The urgency of the preaching of the gospel is motivated by the compassion which the church must have for lost sinners and the fervent desire for their salvation. So great was the desire of the apostle for the salvation of his fellow Jews that he could wish himself to be accursed for their sakes. Do we have such an earnest desire for the salvation of men?
It is through the preaching that we earnestly call men everywhere to believe and be saved. Day and night we must not cease to call men with the gospel if peradventure the Lord will save them. We must give our all for the preaching of the gospel unto this end. With all diligence we must warn, admonish, exhort, and persuade men everywhere so that some might be saved.

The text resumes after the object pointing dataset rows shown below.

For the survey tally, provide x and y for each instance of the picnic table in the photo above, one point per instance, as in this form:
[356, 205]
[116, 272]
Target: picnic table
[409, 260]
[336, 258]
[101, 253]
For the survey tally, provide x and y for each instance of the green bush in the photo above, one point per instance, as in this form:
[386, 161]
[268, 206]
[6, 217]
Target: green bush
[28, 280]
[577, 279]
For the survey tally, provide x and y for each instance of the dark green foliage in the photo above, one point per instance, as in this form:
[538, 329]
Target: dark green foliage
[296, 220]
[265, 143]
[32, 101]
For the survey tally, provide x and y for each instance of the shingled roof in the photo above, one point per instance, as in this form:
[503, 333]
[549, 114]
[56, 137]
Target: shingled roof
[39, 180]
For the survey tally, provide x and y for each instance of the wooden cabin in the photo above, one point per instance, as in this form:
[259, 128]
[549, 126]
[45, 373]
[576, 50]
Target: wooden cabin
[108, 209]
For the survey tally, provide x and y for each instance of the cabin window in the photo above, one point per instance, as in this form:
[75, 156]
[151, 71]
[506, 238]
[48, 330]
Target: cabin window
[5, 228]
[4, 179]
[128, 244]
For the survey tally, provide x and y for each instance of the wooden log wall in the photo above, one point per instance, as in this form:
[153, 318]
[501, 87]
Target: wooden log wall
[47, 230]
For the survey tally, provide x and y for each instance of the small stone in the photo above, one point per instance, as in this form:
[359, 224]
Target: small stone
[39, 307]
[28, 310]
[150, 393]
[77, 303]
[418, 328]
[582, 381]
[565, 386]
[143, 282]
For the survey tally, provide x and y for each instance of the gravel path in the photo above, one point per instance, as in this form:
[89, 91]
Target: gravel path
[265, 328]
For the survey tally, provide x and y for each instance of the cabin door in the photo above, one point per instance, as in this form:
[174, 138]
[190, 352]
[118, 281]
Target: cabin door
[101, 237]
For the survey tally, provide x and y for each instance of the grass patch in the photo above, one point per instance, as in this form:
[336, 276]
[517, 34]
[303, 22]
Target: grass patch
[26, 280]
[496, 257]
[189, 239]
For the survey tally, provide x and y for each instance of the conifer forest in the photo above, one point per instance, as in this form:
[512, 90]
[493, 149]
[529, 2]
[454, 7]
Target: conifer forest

This same urgency is connected with the preaching of the gospel in the established church as well. Indeed it is a dreadful thing that there will be those always in all churches who hear the preaching again and again and yet continue in their sins. For such the judgment shall be all the more terrible. Therefore with great urgency the gospel must also be preached in the established church. The word of God says, today if you will hear His voice harden not your heart, for how shall we escape if we neglect so great a salvation.
In conclusion let me ask some practical questions. In light of the great urgency of the preaching of the gospel are there sacrifices too great for us to make? Dare we say that, especially in the age of affluence in which we live? Are there enough ministers of the gospel in our midst? Why is it that there are always so very few? Do the young men in our churches see the great urgency of this work? Are we ready to give our lives for this great work? We have seen the wonderful things which the Lord has wrought on the mission field here. What a tremendous need there is for the preaching of the gospel, especially of the gospel of sovereign grace which God has given to us. Let us pray earnestly for this work without ceasing. Let us be ready to make any and all the necessary sacrifices. There is no greater work in all the world than this.